On Wed, Nov 10, 2021, Ben Gardon wrote:
> When recursively handling a removed TDP page table, the TDP MMU will
> flush the TLBs and queue an RCU callback to free the PT. If the original
> change zapped a non-leaf SPTE at PG_LEVEL_1G or above, that change will
> result in many unnecessary TLB flushes when one would suffice. Queue all
> the PTs which need to be freed on a list and wait to queue RCU callbacks
> to free them until after all the recursive callbacks are done.

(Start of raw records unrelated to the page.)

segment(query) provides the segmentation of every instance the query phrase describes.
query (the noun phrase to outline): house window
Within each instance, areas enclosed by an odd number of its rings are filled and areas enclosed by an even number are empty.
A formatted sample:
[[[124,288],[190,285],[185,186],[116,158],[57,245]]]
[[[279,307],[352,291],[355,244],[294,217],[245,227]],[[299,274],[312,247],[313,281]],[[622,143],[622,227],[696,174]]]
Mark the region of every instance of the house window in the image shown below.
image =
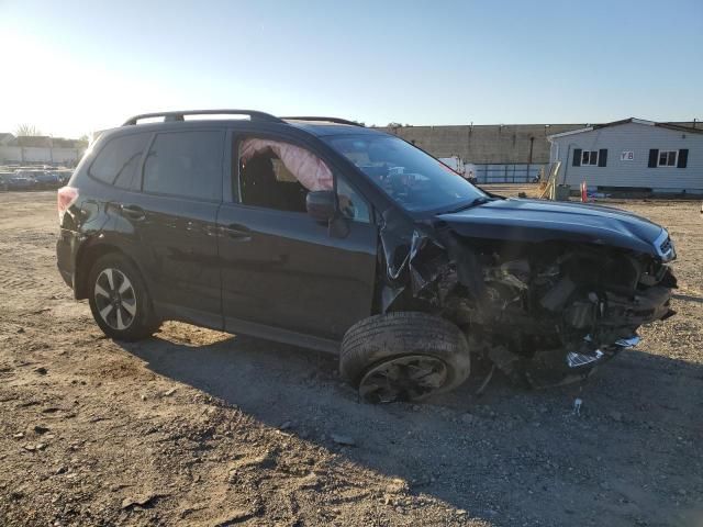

I'm pretty sure we can do this without tracking disconnected SPs.  The whole point
of protecting TDP MMU with RCU is to wait until _all_ CPUs are guaranateed to have
dropped references.  Emphasis on "all" because that also includes the CPU that's
doing the zapping/replacement!

And since the current CPU is required to hold RCU, we can use its RCU lock as a
proxy for all vCPUs executing in the guest.  That will require either flushing in
zap_gfn_range() or requiring callers to hold, or more likely a mix of both so that
flows that zap multiple roots or both TDP and legacy MMU pages can batch flushes

If this doesn't sound completely bonkers, I'd like to pick this up next week, I
wandered into KVM's handling of invalidated roots and have patches that would
conflict in weird ways with this idea.

So I think this can simply be (sans zap_gfn_range() changes):

diff --git a/arch/x86/kvm/mmu/tdp_mmu.c b/arch/x86/kvm/mmu/tdp_mmu.c
index 4e226cdb40d9..d2303bca4449 100644
--- a/arch/x86/kvm/mmu/tdp_mmu.c
+++ b/arch/x86/kvm/mmu/tdp_mmu.c
@@ -431,9 +431,6 @@ static void handle_removed_tdp_mmu_page(struct kvm *kvm, tdp_ptep_t pt,
                                    shared);
        }
 
-       kvm_flush_remote_tlbs_with_address(kvm, gfn,
-                                          KVM_PAGES_PER_HPAGE(level + 1));
-
        call_rcu(&sp->rcu_head, tdp_mmu_free_sp_rcu_callback);
 }
 
@@ -716,11 +713,11 @@ static inline bool tdp_mmu_iter_cond_resched(struct kvm *kvm,
                return false;
 
        if (need_resched() || rwlock_needbreak(&kvm->mmu_lock)) {
-               rcu_read_unlock();
-
                if (flush)
                        kvm_flush_remote_tlbs(kvm);
 
+               rcu_read_unlock();
+
                if (shared)
                        cond_resched_rwlock_read(&kvm->mmu_lock);
                else
@@ -817,7 +814,6 @@ static bool zap_gfn_range(struct kvm *kvm, struct kvm_mmu_page *root,
        }
 
        rcu_read_unlock();
-       return flush;
 }
 
 /*
@@ -954,6 +950,8 @@ static int tdp_mmu_map_handle_target_level(struct kvm_vcpu *vcpu,
                ret = RET_PF_SPURIOUS;
        else if (!tdp_mmu_set_spte_atomic(vcpu->kvm, iter, new_spte))
                return RET_PF_RETRY;
+       else if (<old spte was present shadow page>)
+               kvm_flush_remote_tlbs(kvm);
 
        /*
         * If the page fault was caused by a write but the page is write


> +static inline bool tdp_mmu_set_spte_atomic(struct kvm *kvm,
> +					   struct tdp_iter *iter,
> +					   u64 new_spte)
> +{
> +	return __tdp_mmu_set_spte_atomic(kvm, iter, new_spte, NULL);

This helper and refactoring belongs in patch 19.  It is impossible to review without
the context of its user(s).